Aleksandr Prokopenko/Efe
Aleksandr Prokopenko/Efe

Justiça suspende eleição de Yanukovych na Ucrânia

Apelação de Yulia Timoshenko será votada na quinta-feira; premiê acusa opositor vencedor de fraude

Associated Press,

17 de fevereiro de 2010 | 09h49

A justiça da Ucrânia anunciou nesta quarta-feira, 17, que suspendeu os resultados das eleições presidenciais do último dia 7, que apontaram o opositor Viktor Yanukovych como vencedor. O motivo da suspensão é a apelação da perdedora, a primeira-ministra Yulia Timoshenko, pela revisão do resultado.

 

A Corte Administrativa da Ucrânia informou por meio de comunicado que a declaração de Yanukovych como vencedor estava suspensa.
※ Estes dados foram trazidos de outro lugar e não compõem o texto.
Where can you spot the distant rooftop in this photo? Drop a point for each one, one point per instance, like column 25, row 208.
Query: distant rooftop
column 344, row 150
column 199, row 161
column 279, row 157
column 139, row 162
O opositor venceu Yulia, candidata governista, por apenas 3,5% dos votos.

 

A corte deve julgar o pedido de Yulia na próxima quinta-feira, para quando o Parlamento havia marcado a posse do novo presidente, que prometeu melhorar as relações da Ucrânia com a Rússia.

 

Segundo a assessoria de imprensa do tribunal, a suspensão valerá até que os juízes se pronunciem sobre o recurso apresentado pela primeira-ministra Yulia Timoshenko, que perdeu a votação e quer anular o resultado do pleito.

 

A corte indeferiu um segundo recurso de Timoshenko, no qual a chefe do Governo pedia que Yanukovich fosse proibido de tomar posse como chefe do Estado.

 

Em sua reivindicação, Timoshenko pediu que o Supremo mande a Comissão Eleitoral Central "tomar a decisão de repetir a votação das eleições". "Se o tribunal não permitir a apuração dos votos nos colégios eleitorais sobre os quais recaiam dúvidas para assim mostrar à Ucrânia a situação real, então não faz sentido falar de Justiça em nosso país", ressaltou a primeira-ministra após apresentar o recurso.

 

Yulia, que inspirou a Revolução Laranja de 2004, anexou à sua requisição oito volumes de documentos que, segundo ela, provam que houve fraude na região leste do país, o principal reduto eleitoral de Yanukovich. "Temos certeza de que houve falsificação sistemática, fundamental e universal do segundo turno", disse a chefe de governo, que cifrou em cinco as tecnologias de fraude incluídas na documentação.

 

Yulia se recusou a admitir a derrota e desde então tem pressionado a justiça para provar que houve fraude nas eleições. A premiê, que trocou acusações com Yanukovych durante toda a campanha, ameaçou convocar uma nova revolução caso "o resultado das urnas não refletisse a vontade do povo ucraniano".